Compared to November 2018, the Defect Index decreased by 16%. The Defect Index is down 34.3% from the high point of risk in October 2013.
The Defect Index for refinance transactions decreased by 3.3% compared with previous month, and fell by 26.6% compared with a year ago. The Defect Index for purchase transactions increased by 1.3% compared with the previous month, and is down 13.3% compared with a year ago.
“For the majority of 2019, overall fraud risk steadily declined, largely due to the rising volume of lower risk refinance transactions driven by low mortgage rates," said Mark Fleming, chief economist at First American. "After falling since March, overall defect risk stabilized in November, and then declined again in December. The overall Defect Index, which includes both purchase and refinance transactions, fell 1.5% compared with November, and is 23% lower than one year ago.”
“While overall fraud risk declined in December, the pace of decline was slower than earlier in the year. The Defect Index for purchase transactions increased 1.3% compared with November, while the Defect Index for refinance transactions fell 3.3%, its ninth straight month of declining risk.”
Why Did the Pace of Falling Fraud Risk Slow Down?
“Defect, fraud and misrepresentation risk is significantly lower on refinance transactions, so the rise and fall of the share of higher risk purchase activity can significantly impact the overall Defect Index. The refinance share of the market was 30% in the first quarter of 2019, and is anticipated to have increased to 51% in the fourth quarter of 2019, as purchase transaction volume declines significantly during the holidays,” said Fleming. “Despite a slight increase in mortgage rates in December, applications to refinance a home increased 146% compared with the same month one year ago.
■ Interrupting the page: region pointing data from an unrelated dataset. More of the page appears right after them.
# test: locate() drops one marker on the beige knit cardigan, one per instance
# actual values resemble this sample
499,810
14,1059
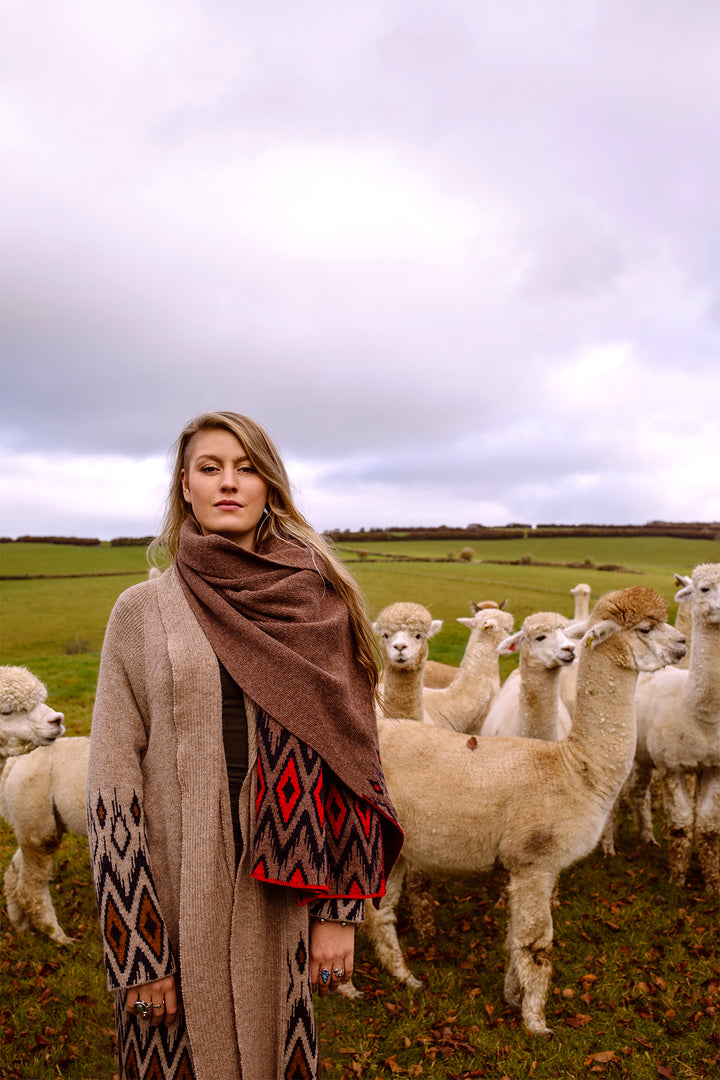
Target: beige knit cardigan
163,855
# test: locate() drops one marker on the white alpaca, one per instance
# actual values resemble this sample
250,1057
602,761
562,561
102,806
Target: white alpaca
28,727
464,703
530,705
43,797
678,715
26,721
537,807
637,790
438,675
403,631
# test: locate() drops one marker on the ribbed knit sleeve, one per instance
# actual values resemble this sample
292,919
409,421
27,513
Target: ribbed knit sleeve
135,941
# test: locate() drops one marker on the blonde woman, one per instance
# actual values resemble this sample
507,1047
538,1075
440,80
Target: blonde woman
239,818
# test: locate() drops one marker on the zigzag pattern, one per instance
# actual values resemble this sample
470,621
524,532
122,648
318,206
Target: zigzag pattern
152,1053
311,832
300,1056
135,941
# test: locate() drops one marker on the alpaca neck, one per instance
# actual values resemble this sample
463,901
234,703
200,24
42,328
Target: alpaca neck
478,664
402,692
603,733
540,694
703,687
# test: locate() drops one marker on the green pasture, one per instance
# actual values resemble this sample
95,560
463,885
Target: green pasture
636,987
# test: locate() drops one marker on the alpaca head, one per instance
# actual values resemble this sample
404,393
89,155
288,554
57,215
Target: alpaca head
490,622
703,592
633,622
542,642
26,721
404,630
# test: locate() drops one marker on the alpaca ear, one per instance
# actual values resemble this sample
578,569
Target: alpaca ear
512,644
599,633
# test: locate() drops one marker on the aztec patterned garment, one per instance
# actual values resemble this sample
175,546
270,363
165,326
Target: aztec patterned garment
164,861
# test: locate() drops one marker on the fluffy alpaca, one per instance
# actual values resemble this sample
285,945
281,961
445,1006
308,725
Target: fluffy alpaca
403,631
638,788
438,675
530,705
464,703
43,796
678,715
537,807
26,721
27,727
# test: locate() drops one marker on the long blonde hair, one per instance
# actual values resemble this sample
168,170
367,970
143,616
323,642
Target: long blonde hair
283,518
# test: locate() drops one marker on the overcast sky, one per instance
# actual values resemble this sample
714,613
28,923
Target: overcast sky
460,257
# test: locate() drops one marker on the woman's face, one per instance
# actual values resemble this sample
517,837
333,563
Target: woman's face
223,489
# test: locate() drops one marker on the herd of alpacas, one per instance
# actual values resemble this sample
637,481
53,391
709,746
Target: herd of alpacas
528,774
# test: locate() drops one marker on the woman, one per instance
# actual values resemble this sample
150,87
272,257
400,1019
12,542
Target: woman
238,811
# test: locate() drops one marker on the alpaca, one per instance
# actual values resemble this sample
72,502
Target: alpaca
530,705
26,725
403,631
26,721
438,675
678,716
43,796
535,807
638,788
464,703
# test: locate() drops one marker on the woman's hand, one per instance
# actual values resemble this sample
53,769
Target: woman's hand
160,996
331,949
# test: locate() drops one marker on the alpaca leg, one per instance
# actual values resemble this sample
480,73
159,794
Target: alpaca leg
608,836
420,900
530,944
380,925
27,889
680,817
707,827
639,797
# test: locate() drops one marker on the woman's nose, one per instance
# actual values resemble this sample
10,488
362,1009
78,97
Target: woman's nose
229,480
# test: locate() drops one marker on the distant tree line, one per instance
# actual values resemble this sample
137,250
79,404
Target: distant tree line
684,530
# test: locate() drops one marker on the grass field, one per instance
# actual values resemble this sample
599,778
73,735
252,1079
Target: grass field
636,988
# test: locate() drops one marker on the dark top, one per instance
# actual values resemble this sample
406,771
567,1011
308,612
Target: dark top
234,739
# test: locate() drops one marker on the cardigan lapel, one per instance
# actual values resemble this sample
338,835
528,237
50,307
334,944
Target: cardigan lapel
207,849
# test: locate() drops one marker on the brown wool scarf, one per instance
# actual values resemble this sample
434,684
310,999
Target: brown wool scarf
283,633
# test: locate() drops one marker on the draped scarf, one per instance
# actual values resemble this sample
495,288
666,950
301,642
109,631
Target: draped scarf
324,822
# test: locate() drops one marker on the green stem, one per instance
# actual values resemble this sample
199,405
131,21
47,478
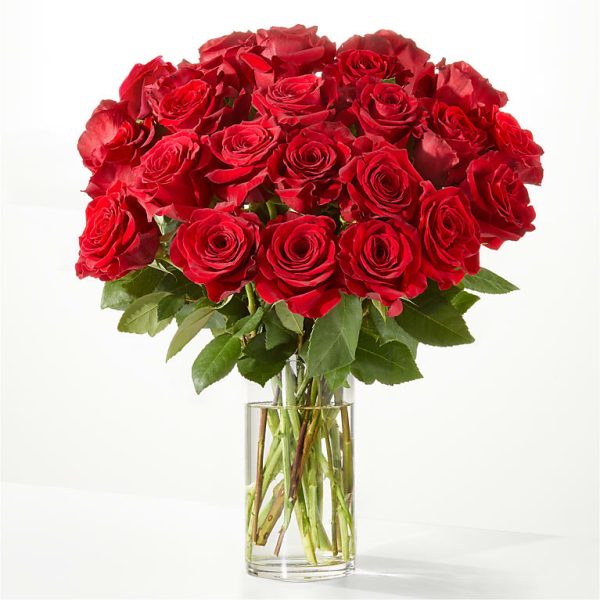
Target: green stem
272,210
347,451
259,472
251,298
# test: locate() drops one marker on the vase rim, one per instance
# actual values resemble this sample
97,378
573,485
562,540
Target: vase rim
279,407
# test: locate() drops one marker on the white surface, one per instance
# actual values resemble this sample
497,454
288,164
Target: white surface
71,544
500,435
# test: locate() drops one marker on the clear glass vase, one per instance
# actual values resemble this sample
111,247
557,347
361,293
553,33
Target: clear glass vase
299,478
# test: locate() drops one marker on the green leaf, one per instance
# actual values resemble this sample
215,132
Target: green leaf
389,363
338,378
215,361
334,337
432,320
121,293
177,283
276,333
184,311
169,305
388,330
260,364
233,309
189,328
380,307
142,315
462,301
487,282
288,319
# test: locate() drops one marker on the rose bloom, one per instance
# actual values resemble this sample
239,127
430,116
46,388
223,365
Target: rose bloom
381,259
519,147
452,139
302,100
297,263
111,136
167,183
306,170
380,181
195,99
242,151
461,85
217,250
118,237
449,234
499,200
353,65
294,50
385,109
133,88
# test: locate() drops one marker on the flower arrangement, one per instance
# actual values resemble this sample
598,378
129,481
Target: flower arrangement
303,201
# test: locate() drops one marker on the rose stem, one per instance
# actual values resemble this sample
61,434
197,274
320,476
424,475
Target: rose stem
347,451
270,514
296,472
272,210
259,471
251,298
285,441
331,470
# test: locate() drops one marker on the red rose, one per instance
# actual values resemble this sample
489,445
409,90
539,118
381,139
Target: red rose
385,109
226,47
381,182
225,55
133,89
306,169
217,250
499,200
450,235
451,141
297,263
353,65
167,183
408,57
242,151
381,259
302,100
194,99
112,136
117,238
519,147
461,85
294,50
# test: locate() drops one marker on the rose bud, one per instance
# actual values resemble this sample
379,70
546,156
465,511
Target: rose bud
297,263
218,250
118,237
499,200
381,260
449,234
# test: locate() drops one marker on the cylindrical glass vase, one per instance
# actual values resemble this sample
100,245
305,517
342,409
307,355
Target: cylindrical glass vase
300,479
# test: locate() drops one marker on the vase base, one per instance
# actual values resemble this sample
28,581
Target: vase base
299,570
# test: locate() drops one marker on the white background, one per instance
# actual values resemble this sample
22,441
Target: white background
501,434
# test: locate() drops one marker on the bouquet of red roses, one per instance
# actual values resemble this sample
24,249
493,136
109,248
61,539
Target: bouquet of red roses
319,209
280,190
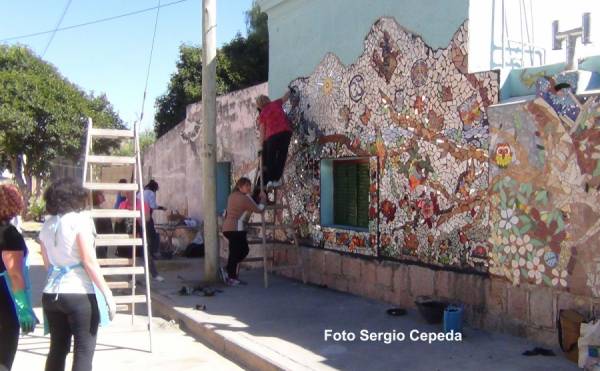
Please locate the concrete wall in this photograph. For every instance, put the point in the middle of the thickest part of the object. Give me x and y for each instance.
(529, 24)
(420, 118)
(491, 303)
(174, 161)
(302, 31)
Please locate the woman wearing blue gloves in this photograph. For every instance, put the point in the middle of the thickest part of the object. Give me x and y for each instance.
(76, 298)
(15, 299)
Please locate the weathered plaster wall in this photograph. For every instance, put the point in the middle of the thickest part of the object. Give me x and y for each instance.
(175, 159)
(302, 31)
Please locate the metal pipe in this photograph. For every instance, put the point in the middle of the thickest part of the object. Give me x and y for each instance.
(209, 150)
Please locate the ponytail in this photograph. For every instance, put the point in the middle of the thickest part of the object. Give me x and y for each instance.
(240, 183)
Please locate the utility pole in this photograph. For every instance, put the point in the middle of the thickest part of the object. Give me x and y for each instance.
(209, 149)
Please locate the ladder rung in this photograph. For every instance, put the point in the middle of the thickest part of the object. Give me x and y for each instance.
(118, 241)
(111, 186)
(119, 284)
(285, 267)
(122, 270)
(271, 226)
(258, 241)
(111, 133)
(116, 261)
(114, 213)
(123, 307)
(255, 259)
(275, 207)
(128, 299)
(111, 160)
(113, 235)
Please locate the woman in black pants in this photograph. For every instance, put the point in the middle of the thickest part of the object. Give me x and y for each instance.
(240, 207)
(15, 302)
(275, 135)
(76, 297)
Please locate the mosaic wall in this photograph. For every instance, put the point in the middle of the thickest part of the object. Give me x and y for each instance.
(421, 118)
(544, 188)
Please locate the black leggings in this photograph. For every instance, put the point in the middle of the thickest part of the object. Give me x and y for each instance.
(71, 315)
(9, 328)
(238, 250)
(274, 155)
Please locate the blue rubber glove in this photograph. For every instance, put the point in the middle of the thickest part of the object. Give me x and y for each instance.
(27, 318)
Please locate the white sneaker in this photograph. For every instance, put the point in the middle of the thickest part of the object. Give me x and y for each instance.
(274, 184)
(232, 282)
(223, 274)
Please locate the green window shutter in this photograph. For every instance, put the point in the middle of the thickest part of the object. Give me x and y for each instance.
(362, 203)
(351, 193)
(344, 193)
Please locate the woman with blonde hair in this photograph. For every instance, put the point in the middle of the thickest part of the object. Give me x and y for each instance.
(15, 300)
(240, 207)
(76, 298)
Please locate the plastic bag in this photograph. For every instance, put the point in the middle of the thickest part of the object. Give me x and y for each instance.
(589, 345)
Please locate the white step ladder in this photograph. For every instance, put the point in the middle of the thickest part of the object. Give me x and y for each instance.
(268, 246)
(120, 266)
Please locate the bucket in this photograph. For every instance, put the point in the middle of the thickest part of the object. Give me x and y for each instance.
(453, 318)
(432, 310)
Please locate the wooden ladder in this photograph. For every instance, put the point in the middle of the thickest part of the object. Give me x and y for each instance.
(121, 266)
(268, 246)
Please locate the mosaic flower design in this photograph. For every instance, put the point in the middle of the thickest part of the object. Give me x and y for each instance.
(419, 72)
(535, 268)
(509, 219)
(559, 277)
(371, 104)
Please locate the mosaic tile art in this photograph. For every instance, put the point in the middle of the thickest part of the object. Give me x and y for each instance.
(544, 189)
(421, 119)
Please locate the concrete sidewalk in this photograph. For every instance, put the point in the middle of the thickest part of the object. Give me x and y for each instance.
(121, 345)
(283, 327)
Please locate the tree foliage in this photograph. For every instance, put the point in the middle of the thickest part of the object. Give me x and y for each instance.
(43, 115)
(241, 63)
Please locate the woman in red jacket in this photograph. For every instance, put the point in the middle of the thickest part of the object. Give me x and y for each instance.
(275, 135)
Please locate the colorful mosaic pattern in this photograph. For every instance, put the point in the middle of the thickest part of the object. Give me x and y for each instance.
(421, 118)
(545, 181)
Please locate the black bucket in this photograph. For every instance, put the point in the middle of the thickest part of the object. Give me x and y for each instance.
(432, 310)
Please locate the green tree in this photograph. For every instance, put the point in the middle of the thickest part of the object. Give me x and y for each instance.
(242, 62)
(43, 116)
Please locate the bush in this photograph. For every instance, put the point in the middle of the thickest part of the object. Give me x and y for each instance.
(37, 208)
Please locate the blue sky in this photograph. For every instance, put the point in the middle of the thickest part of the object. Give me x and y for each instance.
(112, 57)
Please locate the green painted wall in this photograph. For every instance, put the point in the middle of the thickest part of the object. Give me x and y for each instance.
(301, 32)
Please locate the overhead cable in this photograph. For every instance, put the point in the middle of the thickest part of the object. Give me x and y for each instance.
(62, 16)
(91, 22)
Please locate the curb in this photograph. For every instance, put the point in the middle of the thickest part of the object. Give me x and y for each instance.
(243, 351)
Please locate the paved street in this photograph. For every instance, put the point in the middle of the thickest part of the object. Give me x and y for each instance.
(122, 346)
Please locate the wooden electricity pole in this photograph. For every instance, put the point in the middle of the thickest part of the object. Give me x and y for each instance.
(209, 149)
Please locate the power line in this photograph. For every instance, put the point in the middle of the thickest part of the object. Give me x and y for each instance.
(150, 61)
(92, 22)
(62, 16)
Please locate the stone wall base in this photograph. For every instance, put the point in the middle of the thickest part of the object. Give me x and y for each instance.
(490, 303)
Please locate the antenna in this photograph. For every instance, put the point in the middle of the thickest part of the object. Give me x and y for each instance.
(571, 39)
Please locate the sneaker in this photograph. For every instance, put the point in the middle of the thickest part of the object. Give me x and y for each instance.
(223, 276)
(232, 282)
The increase in the share of lower risk refinance transactions relative to purchase transactions contributed to the decline in overall fraud risk."
Read the full press release from First American.
“However, since fraud risk began to decline in March 2019, the average monthly rate of decline has remained fairly constant at approximately 4 percent. In December, fraud risk declined by a modest 1.5 percent. The reason? While low mortgage rates and a healthy labor market continue to boost house-buying power and home-buying demand, inventory remains near quarter-century lows,” said Fleming. “In December, nearly half of all existing homes that came on the market were gone within the month. The current three months’ supply is much lower than the six months’ supply that is considered a balanced market. This strong sellers’ market may pressure some home buyers to misrepresent information on a loan application in order to be more competitive when bidding for a home. Couple a supply-constrained market with increased refinance share, and the pace of fraud risk decline slows down.
“The declining fraud risk trend was consistent across the country in December. Overall fraud risk did not increase in a single state or metropolitan area relative to one year ago, but fraud risk did rise in several markets on a month-over-month basis,” said Fleming. “While declining fraud risk is the new norm, should market composition shift back toward a greater share of higher risk purchase transactions, or the sellers’ market strengthens even further, we can expect an even slower pace of decline, or even a return to rising fraud risk.”
December 2019 State Highlights
· There is no state with a year-over-year increase in defect frequency.
· The five states with the greatest year-over-year decrease in defect frequency are: West Virginia (-42.7 percent), Alaska (-35.1 percent), North Carolina (-31.9 percent), Virginia (-31.5 percent), and Indiana (-35.1 percent).
December 2019 Local Market Highlights
· Among the largest 50 Core Based Statistical Areas (CBSAs), there is no market with a year-over-year increase in defect frequency.
· Among the largest 50 Core Based Statistical Areas (CBSAs), the five markets with the greatest year-over-year decrease in defect frequency are: Virginia Beach, Va. (-35.6 percent), Richmond, Va. (-35.3 percent), San Diego (-31.6 percent), Raleigh, N.C. (-31.1 percent), and Birmingham, Ala. (-29.9 percent).